La fermentation de la bière : 3 méthodes

La fermentation de la bière : 3 méthodes

La bière a de nombreuses classifications possibles. Par degré d’alcoolémie, par couleur, par type ou par fermentation… Le choix est vaste. Délices d’initiés s’attarde ici sur la classification basée sur la fermentation de la bière. Il existe trois types de fermentation à l’origine des appellations de bière.

La fermentation haute

La fermentation haute utilise des levures dites « hautes », le plus souvent Saccharomyces cerevisiae. La température de fermentation de la bière se situe entre 18 et 25°C. Cette dernière dure de 3 à 8 jours.
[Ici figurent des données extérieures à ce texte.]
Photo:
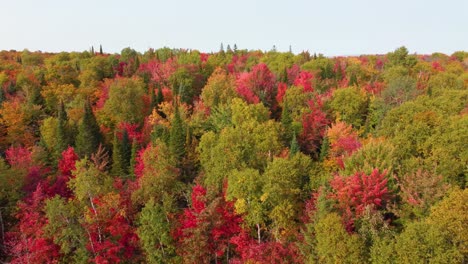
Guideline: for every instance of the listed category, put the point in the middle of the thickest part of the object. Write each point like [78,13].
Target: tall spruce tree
[126,150]
[294,148]
[177,135]
[63,137]
[117,157]
[89,135]
[133,156]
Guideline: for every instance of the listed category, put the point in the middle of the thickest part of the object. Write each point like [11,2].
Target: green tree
[62,134]
[89,135]
[177,135]
[154,231]
[350,105]
[128,90]
[64,227]
[334,244]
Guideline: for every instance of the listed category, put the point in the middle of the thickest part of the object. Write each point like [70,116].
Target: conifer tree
[63,140]
[177,136]
[133,157]
[117,157]
[294,148]
[126,150]
[89,135]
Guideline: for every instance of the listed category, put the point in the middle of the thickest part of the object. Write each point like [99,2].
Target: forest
[235,156]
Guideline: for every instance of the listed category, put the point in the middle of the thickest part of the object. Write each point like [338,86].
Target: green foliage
[334,244]
[177,134]
[350,105]
[65,229]
[89,135]
[251,141]
[125,103]
[63,135]
[154,232]
[160,175]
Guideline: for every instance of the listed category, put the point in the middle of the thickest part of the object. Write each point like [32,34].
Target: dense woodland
[177,156]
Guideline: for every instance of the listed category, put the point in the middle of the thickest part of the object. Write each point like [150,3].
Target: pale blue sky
[333,27]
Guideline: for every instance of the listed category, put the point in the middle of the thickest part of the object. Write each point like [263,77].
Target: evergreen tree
[126,150]
[286,121]
[294,148]
[324,148]
[63,139]
[117,157]
[177,136]
[353,80]
[133,156]
[156,100]
[89,135]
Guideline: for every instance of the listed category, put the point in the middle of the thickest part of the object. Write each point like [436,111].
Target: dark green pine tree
[63,137]
[89,135]
[117,158]
[159,96]
[133,156]
[286,121]
[126,151]
[294,148]
[353,80]
[177,136]
[156,100]
[324,148]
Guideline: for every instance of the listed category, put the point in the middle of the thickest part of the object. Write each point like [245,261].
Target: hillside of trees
[178,156]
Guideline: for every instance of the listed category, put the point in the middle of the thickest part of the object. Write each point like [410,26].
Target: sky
[330,27]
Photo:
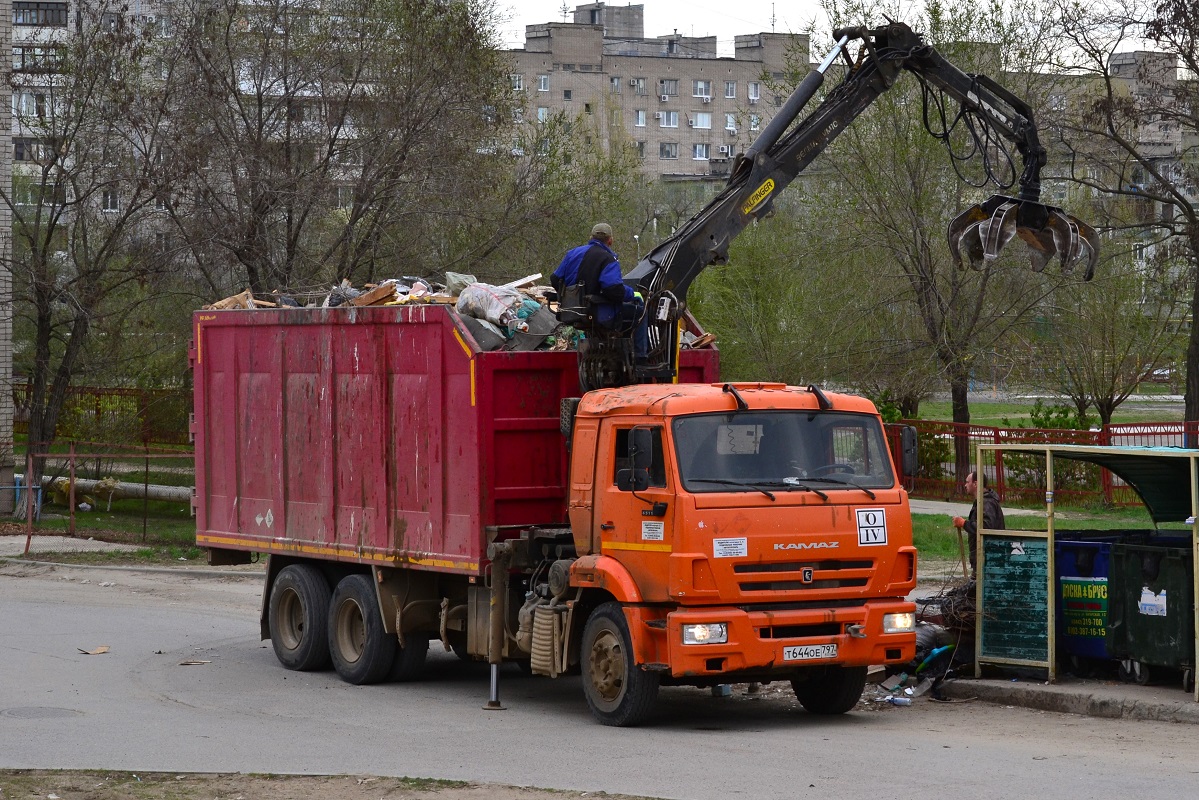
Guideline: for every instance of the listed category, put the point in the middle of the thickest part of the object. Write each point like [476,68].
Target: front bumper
[757,638]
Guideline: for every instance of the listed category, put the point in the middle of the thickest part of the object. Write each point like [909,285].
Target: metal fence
[1019,477]
[145,416]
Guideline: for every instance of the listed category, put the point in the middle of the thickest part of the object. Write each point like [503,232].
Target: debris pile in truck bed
[514,316]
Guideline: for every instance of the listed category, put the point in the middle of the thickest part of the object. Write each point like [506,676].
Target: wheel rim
[290,619]
[351,631]
[607,667]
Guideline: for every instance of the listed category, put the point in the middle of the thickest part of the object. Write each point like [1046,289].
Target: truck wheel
[362,650]
[618,692]
[832,690]
[297,618]
[409,661]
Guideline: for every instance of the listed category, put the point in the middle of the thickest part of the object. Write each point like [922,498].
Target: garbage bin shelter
[1017,583]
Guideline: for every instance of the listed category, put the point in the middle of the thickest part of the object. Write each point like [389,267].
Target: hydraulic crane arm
[779,155]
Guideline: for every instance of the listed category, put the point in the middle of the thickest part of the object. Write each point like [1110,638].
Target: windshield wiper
[800,485]
[829,479]
[727,482]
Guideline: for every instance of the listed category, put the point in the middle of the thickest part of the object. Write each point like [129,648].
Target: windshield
[782,451]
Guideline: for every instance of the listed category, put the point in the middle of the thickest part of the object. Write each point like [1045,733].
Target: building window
[28,104]
[29,150]
[35,58]
[53,14]
[34,193]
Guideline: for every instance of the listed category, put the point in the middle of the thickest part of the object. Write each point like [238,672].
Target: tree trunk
[1191,400]
[959,388]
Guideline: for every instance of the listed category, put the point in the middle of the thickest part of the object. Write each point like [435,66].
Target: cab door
[634,504]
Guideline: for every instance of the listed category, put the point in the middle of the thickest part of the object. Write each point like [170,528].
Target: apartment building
[686,109]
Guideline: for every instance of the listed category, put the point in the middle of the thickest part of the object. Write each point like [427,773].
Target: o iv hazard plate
[872,527]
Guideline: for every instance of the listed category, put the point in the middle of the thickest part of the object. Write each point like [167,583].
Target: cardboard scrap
[379,295]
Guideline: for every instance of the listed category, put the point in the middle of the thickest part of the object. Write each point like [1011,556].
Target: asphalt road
[139,707]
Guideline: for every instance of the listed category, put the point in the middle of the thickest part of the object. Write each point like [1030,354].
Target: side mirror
[632,480]
[910,452]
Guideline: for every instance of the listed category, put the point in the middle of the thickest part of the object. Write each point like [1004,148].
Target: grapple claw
[983,229]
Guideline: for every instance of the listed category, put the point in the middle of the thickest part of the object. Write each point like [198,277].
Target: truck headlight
[705,633]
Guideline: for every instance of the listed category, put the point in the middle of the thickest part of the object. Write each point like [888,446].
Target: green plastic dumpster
[1151,611]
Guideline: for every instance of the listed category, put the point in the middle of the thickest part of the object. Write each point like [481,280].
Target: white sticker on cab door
[872,527]
[730,548]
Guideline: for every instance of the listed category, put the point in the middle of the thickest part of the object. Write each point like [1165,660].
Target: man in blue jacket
[596,266]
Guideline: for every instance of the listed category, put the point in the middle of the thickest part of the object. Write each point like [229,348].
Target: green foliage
[934,452]
[1052,416]
[1028,470]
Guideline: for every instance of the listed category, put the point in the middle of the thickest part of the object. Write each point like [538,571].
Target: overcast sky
[723,19]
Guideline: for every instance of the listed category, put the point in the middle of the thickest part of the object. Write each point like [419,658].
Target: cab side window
[650,458]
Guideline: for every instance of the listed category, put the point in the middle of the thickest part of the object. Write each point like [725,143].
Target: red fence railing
[1019,477]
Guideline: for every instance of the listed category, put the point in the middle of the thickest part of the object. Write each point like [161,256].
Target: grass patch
[1018,413]
[937,540]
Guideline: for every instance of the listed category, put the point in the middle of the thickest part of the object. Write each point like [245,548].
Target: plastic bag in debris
[457,281]
[496,305]
[341,294]
[528,308]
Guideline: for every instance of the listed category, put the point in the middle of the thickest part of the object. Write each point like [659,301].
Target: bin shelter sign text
[1084,607]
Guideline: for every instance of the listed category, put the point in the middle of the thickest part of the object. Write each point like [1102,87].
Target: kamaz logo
[805,546]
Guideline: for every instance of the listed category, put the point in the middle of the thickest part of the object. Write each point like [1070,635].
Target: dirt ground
[18,785]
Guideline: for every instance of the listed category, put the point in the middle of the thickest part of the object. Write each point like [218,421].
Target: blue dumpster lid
[1157,474]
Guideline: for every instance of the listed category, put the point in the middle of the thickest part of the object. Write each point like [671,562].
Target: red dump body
[377,435]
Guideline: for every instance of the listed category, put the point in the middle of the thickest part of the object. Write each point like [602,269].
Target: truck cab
[745,533]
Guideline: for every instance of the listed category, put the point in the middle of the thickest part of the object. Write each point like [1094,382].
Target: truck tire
[297,618]
[409,661]
[618,692]
[361,649]
[831,690]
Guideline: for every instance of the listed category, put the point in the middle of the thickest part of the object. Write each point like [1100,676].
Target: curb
[1073,699]
[162,570]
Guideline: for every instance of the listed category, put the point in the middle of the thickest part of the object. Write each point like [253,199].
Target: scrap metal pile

Cette méthode de fermentation de la bière permet une meilleure conservation. La fermentation de la bière à des températures «élevées» est plus propice au développement de bactéries et champignons. Une bière de fermentation haute a un degré d’alcool élevé. Cela est dû aux levures utilisées qui ne sont pas ralenties par l’augmentation de la concentration en alcool. Les bières fermentées ainsi sont moins gazeuses que celles de fermentation basse. Après fermentation, les levures meurent et surnagent en surface. C’est pour cette raison qu’on parle de fermentation haute.

La fermentation basse

La fermentation basse se caractérise par l’utilisation de levures basses. La souche principale étant Saccharomyces uvarum. La bière produite a un goût de houblon et de malt plus prononcé mais est moins fruitée que celle de fermentation haute. Toujours par rapport à une fermentation haute, la bière est moins alcoolisée mais plus pétillante. Cette fermentation de la bière est souvent réservée à des bières blondes. La fermentation dure 7 à 10 jours, à une température de 10 à 15 °C. Une fois la fermentation de la bière achevée, les levures sédimentent au fond de la cuve, d’où le nom de fermentation basse.

La fermentation spontanée

La fermentation spontanée se fait grâce aux levures naturellement présentes dans la bière. Il n’y a donc pas d’ajout de levure dans le moût. Les bassins de fermentation sont généralement étendus et peu profonds pour favoriser l’action des levures de l’air. Cette ancienne méthode de fermentation de la bière était déjà utilisée au Moyen-Age. Pour la production de ce type de bière, 86 souches de levures sauvages ont été identifiées. Ces levures ne sont présentes que dans la vallée de Senne (ou Zenne) en Belgique. C’est donc la seule région adaptée à la production de ce type de bières. Comme les levures ne sont pas maîtrisées dans ce mode de fermentation, il est plutôt imprévisible. Les brasseurs essaient de ne pas modifier leur brasserie, de peur de « déranger » les levures qui s’y trouvent et de perdre en qualité pour leurs bières.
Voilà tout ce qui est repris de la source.